Übereinstimmend wird in allem Werken geschrieben, dass der Ursprung des Romans im 12. Jahrhundert in Frankreich liegt. Er ist in der Volkssprache, der so genannten lingua romana geschrieben.

Folgendes kann man über Inhalt und Aufbau eines Romans nachlesen:

Im Roman wird, zum Unterschied von der Novelle, nicht ein einzelnes Gipfelereignis dargestellt, sondern ein breiter Lebensausschnitt oder das ganze Leben einer oder mehrerer Personen, und zwar meist in Verbindung mit einer von ihnen erfahrenen, jedoch in sich selbst bedeutsamen Umwelt.[2]

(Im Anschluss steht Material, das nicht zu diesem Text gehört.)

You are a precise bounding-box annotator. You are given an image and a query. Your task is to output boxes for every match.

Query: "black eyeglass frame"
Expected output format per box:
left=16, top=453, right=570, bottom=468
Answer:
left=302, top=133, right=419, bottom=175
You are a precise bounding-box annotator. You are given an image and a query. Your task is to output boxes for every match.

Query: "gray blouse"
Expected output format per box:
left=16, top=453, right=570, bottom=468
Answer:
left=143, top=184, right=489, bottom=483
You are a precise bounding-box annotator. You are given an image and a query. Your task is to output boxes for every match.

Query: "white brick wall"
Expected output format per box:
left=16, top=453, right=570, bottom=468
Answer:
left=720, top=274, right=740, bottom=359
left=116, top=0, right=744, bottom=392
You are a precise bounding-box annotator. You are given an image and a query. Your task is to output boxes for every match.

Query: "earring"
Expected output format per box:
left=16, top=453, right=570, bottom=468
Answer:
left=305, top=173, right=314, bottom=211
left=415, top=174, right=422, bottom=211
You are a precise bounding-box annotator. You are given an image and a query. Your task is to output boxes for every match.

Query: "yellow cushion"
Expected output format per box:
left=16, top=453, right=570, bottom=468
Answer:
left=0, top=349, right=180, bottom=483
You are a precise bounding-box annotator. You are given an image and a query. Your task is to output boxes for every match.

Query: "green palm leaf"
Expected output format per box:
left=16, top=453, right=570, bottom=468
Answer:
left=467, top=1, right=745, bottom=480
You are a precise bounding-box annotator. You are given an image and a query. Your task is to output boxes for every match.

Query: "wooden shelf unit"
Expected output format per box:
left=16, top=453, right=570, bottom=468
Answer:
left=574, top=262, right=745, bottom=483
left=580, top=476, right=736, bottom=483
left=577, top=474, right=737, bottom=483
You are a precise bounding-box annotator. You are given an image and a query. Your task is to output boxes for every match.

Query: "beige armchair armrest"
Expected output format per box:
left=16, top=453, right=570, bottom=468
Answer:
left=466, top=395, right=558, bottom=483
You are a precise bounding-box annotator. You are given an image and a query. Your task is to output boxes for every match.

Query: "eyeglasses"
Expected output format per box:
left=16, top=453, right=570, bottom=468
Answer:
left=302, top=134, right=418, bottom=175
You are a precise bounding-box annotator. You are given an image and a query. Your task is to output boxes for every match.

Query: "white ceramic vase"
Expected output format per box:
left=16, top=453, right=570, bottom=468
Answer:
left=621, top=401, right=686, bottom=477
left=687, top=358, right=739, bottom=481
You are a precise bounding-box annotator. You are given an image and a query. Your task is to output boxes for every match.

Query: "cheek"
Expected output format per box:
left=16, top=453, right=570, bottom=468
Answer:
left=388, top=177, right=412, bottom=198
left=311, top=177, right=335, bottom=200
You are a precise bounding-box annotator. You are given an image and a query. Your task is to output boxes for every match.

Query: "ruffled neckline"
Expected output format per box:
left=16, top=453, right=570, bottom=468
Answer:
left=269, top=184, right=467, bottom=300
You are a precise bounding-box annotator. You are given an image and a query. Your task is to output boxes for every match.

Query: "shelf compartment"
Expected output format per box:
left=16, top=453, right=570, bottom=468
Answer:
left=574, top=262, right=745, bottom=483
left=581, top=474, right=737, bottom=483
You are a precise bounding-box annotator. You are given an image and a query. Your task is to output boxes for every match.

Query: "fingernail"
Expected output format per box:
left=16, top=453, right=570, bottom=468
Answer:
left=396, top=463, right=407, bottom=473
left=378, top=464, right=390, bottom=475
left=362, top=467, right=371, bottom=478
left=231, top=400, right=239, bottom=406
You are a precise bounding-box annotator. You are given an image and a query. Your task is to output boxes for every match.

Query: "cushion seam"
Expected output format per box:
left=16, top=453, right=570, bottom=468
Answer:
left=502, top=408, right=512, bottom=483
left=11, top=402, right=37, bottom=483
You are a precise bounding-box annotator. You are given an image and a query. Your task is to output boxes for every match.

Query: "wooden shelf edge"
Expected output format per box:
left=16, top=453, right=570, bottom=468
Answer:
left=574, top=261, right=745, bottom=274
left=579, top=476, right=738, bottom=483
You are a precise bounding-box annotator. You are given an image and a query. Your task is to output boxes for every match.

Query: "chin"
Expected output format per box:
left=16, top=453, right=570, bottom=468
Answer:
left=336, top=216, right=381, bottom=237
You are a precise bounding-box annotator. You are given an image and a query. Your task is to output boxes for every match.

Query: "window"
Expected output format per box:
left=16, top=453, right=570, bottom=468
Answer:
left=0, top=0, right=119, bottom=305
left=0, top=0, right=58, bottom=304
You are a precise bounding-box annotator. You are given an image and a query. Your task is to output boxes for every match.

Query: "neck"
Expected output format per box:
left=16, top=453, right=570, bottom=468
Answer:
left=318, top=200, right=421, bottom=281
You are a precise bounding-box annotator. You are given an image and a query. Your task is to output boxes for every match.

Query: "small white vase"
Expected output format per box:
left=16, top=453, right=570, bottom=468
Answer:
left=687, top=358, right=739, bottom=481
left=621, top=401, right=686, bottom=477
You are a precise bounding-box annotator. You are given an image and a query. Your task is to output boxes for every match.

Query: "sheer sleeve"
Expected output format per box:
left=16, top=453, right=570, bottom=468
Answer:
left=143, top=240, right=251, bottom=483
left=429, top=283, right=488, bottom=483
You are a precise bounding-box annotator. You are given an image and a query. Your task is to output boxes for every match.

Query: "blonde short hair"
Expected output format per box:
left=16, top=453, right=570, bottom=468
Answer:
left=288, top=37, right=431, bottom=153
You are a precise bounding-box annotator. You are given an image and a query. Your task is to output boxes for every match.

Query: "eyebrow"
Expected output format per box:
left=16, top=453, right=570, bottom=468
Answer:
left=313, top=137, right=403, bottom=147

Harenbergs Lexikon der Weltliteratur meint dazu auch, dass Liebesgeschichten nicht das einzige Thema des Romans sind. Am Roman kann man die Vielfalt des gesellschaftlichen Lebens der Zeit ablesen.

In der Encarta – Enzyklopädie wird das heutige Verständnis des Romans folgendermaßen beschrieben:

Roman, nach heutigem Verständnis ein erzählender, im Vergleich zu Kurzgeschichte und Novelle relativ umfangreicher Prosatext. Neben Epos und Sage stellt der Roman eine Großform der Epik dar. Untergattungen lassen sich nach Aussageart bzw. Wirkungsabsicht (didaktisch, erbaulich, satirisch, idealistisch, empfindsam, realistisch etc.), nach Form bzw. Erzählperspektive (Briefroman, Tagebuchroman, Ich – Roman, auktorialer Roman, personaler Roman etc.) sowie nach inhaltlich-stofflichen Aspekten bestimmen (Bildungsroman, Abenteuerroman, Ritterroman, Schelmenroman, Schauerroman, Kriminalroman, Künstlerroman, Reiseroman, Heimatroman, Staatsroman, Großstadtroman, Kriegsroman, Liebes- oder Eheroman, Familienroman, historischer Roman, philosophischer Roman etc.). Grenzen sind allerdings nur schwer zu ziehen; eine reine Untergattung existiert nirgends.[3]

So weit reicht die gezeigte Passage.